Abstract Placental dysfunction leads to pregnancy-associated disorders, including intrauterine growth restriction (IUGR) and preeclampsia, and also serves as a developmental cause for postnatal and adult diseases. Often, the causal alterations in the placentation process, which lead to defective pregnancies, occur early in

gestation. Defective development and differentiation of trophoblast progenitors are leading causes for pathological pregnancies. However, we have a poor understanding of molecular mechanisms that regulate trophoblast progenitor self-renewal, differentiation and function in postimplantation embryos. Studies on

mutant mouse models revealed that RNA Methyltransferase 3 (METTL3), which catalyzes N6-methyladenosine (m6A) modification on eukaryotic RNAs, is important for embryonic development. Furthermore, METTL3 expression is upregulated in pathological pregnancies, associated with Preeclampsia and IUGR. However, the

importance of METTL3 in the context of mammalian placentation is poorly understood.
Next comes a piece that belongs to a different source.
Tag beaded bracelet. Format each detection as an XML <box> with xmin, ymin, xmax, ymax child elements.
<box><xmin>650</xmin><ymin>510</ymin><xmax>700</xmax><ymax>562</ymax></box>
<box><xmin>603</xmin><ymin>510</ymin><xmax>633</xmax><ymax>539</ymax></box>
Our preliminary findings establish that METTL3 expression is conserved in trophoblast progenitors across mammalian species, including humans. We also found that METTL3 is essential in human trophoblast self-renewal. Thus, the overarching goal

of this proposal is to investigate importance of METTL3 in the mammalian placental development and maintenance. We will also test how altered METTL3 function in the placenta affects fetal development leading to IUGR. Two specific aims are proposed. In Aim 1 we will study Mettl3 conditional knockout and Mettl3

conditional overexpression mouse models to test the hypothesis that trophoblast cell-autonomous function of METTL3 is important placental development and maintenance. We will test role of METTL3 in trophoblast differentiation, invasion and fetal development. In Aim 2, using CTB-derived human trophoblast stem cells, we will test the hypothesis that METTL3

establishes a conserved gene expression program in mouse and human trophoblast progenitors and impairment of METTL3-dependent transcriptional program will impair self-renewal and differentiation potential of human trophoblast progenitors. In addition, we will also interrogate significance of METTL3-dependent mechanisms in the

context of pathological pregnancies associated with IUGR , especially early-onset IUGR.